Мельник с плоским придавленным ухом. Он стоял подле своей исторической мельницы на козлах, что красовалась в Никельсвальде, к востоку от устья Вислы, посреди поля зимнестойкой сибирской пшеницы «уртоба», держал на плече шестипудовый мешок и не опускал его до тех пор, пока мельница, не переставая вращать плетеными крыльями, не сгорела вся, от козел до закромов и чулана. Только после этого мельник соглашается уклониться от объятий подступающей со стороны Тигенхофа и Шарпау линии фронта. Взвалив на плечо десятикилограммовый мешочек пшеничной муки, смолотой из эппской пшеницы, он вместе с женой и сестрой успевает погрузиться на борт парома, который десятилетиями связывал переправой две деревушки по берегам Вислы — Никельсвальде и Шивенхорст. В одном караване с этим паромом шли также паром «Ротебуде», железнодорожный паром «Айнлаге», буксир «Будущность» и целая армада рыбацких ботов. Северо-восточнее острова Рюген паром «Шивенхорст» ввиду технических неисправностей был разгружен и взят на буксир паромом «Ротебуде». Мельнику вместе с десятикилограммовым мешочком пшеничной муки и родственницами удалось пересесть на борт торпедного катера. Катер, перегруженный детским ором и морской болезнью, западнее Борнхольма напоролся на мину и очень быстро пошел ко дну, прихватив с собой детский ор, рвотные спазмы, а также жену и сестру мельника; самому же мельнику посчастливилось вместе с неразлучным своим мешочком взойти на борт и получить стоячее место на палубе курортого пароходика «Лебедь», шедшего из данцигской Новой Гавани курсом на Любек.
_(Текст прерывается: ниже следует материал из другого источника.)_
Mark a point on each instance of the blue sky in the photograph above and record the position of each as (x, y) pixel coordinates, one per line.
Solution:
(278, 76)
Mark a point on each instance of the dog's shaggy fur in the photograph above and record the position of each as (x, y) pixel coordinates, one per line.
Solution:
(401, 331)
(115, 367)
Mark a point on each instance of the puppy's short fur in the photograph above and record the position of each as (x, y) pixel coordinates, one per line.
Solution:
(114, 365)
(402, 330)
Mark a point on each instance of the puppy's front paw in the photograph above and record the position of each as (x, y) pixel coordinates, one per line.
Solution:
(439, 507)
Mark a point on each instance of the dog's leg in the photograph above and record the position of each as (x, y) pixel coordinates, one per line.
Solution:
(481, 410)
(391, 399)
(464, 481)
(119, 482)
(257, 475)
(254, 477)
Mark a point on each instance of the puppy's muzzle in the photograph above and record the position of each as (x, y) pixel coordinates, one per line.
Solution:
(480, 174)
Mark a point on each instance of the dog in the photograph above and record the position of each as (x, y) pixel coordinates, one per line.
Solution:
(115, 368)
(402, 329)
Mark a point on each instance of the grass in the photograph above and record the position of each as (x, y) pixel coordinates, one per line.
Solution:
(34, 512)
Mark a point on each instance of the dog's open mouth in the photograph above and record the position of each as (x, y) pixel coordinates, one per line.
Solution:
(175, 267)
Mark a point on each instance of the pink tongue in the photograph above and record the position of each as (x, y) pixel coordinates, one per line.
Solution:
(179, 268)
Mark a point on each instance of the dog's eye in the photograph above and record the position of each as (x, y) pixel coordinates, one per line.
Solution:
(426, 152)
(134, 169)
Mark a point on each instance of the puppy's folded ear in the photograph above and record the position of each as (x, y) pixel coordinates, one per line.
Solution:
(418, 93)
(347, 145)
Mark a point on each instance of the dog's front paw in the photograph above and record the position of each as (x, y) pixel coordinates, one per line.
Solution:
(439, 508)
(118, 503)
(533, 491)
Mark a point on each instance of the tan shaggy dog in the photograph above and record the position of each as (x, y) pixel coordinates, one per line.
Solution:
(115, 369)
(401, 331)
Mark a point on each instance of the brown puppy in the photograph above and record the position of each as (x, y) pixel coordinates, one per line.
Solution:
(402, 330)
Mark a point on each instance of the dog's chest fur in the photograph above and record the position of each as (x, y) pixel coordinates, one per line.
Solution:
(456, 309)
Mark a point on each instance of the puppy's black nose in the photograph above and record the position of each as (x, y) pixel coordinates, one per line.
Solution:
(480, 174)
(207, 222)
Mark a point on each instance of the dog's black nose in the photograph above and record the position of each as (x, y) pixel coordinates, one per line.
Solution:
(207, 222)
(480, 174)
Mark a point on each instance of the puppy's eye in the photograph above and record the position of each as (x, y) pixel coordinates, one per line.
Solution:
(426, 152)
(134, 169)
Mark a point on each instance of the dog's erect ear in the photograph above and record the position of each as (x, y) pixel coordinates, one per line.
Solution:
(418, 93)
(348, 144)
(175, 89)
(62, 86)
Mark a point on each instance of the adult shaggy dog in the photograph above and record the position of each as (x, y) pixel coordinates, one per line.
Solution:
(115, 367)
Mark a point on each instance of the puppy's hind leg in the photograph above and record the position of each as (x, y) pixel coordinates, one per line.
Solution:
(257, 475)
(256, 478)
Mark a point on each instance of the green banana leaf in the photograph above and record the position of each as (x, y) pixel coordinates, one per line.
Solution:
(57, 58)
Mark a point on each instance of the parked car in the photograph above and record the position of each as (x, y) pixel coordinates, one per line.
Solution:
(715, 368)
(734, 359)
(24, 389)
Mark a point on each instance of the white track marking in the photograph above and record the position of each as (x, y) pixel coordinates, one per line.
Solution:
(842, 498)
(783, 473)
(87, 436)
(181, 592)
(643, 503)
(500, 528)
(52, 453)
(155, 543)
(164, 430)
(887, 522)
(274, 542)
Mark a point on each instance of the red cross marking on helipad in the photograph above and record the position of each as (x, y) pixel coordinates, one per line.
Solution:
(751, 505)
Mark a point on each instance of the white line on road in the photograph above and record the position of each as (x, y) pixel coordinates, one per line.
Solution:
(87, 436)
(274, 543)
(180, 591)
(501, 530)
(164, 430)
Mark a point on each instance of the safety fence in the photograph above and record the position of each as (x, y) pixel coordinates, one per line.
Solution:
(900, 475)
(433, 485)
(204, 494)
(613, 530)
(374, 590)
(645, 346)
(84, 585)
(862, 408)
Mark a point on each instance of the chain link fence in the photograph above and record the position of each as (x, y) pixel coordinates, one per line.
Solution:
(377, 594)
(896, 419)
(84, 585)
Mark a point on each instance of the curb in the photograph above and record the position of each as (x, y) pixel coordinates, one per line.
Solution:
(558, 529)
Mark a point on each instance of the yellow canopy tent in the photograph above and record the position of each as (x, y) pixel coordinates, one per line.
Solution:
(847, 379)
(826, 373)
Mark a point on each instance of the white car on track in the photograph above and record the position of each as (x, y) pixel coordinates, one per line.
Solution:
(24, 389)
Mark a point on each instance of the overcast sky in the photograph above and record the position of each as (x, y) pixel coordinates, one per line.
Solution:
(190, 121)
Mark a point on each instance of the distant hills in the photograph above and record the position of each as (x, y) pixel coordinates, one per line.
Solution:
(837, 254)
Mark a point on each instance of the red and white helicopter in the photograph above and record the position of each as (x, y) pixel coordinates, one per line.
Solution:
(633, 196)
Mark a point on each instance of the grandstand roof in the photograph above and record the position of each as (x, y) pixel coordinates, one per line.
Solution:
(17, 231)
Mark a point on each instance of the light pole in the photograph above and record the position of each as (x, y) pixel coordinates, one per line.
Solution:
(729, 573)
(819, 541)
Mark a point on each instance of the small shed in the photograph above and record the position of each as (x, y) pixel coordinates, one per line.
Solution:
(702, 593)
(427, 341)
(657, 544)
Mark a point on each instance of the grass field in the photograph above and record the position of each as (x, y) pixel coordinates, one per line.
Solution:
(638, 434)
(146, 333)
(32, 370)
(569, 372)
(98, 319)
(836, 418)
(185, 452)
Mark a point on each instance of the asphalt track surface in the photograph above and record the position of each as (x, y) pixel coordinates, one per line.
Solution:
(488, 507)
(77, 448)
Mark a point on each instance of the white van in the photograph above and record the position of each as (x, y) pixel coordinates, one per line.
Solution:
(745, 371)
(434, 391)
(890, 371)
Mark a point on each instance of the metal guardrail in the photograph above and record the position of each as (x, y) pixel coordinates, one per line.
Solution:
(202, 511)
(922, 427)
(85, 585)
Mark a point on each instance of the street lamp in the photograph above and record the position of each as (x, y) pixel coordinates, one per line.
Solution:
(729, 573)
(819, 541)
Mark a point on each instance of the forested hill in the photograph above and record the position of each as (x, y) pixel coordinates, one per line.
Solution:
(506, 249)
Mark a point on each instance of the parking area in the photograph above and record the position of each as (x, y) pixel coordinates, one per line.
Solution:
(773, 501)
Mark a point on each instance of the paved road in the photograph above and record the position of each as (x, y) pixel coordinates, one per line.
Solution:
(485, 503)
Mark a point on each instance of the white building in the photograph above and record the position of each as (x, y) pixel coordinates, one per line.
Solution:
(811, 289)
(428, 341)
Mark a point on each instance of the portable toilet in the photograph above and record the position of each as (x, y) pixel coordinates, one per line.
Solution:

Больше уже корабли не меняя, мельник Антон Матерн, обладатель плоского уха и сбереженного в сухости мешочка, благополучно достиг порта Травемюнда, желанной суши, материка.
В течение следующих месяцев — история тем временем идет своим ходом, уже заключен мир! — мельнику приходится не однажды то силой, то хитростью отбивать свое наплечное беженское добро от посягательств, потому как вокруг полно желающих полакомиться пирожными не имея муки. Да и сам он не раз и не два испытывает искушение облегчить свои десять килограммов муки хотя бы на пригоршню и сварить себе липкую, как клейстер, но такую сытную затирушку; но сколько раз ни подбивает его на это вопиющий его желудок, столько же раз левая его рука лупит по развязывающим мешочек пальцам правой. Таким и видит его ползучая, сама с изумлением себя разглядывающая послевоенная немецкая нищета: кривой, тихий, сдержанный человек на полу в залах ожидания, в беженских бараках, в толкучке казенных очередей. Одно ухо оттопырено, тогда как другое, совсем плоское, приплюснуто к голове заветным мешочком с мукой. Там, под мешочком, оно покоится надежно и, на непосвященный взгляд, тихо, как мышка.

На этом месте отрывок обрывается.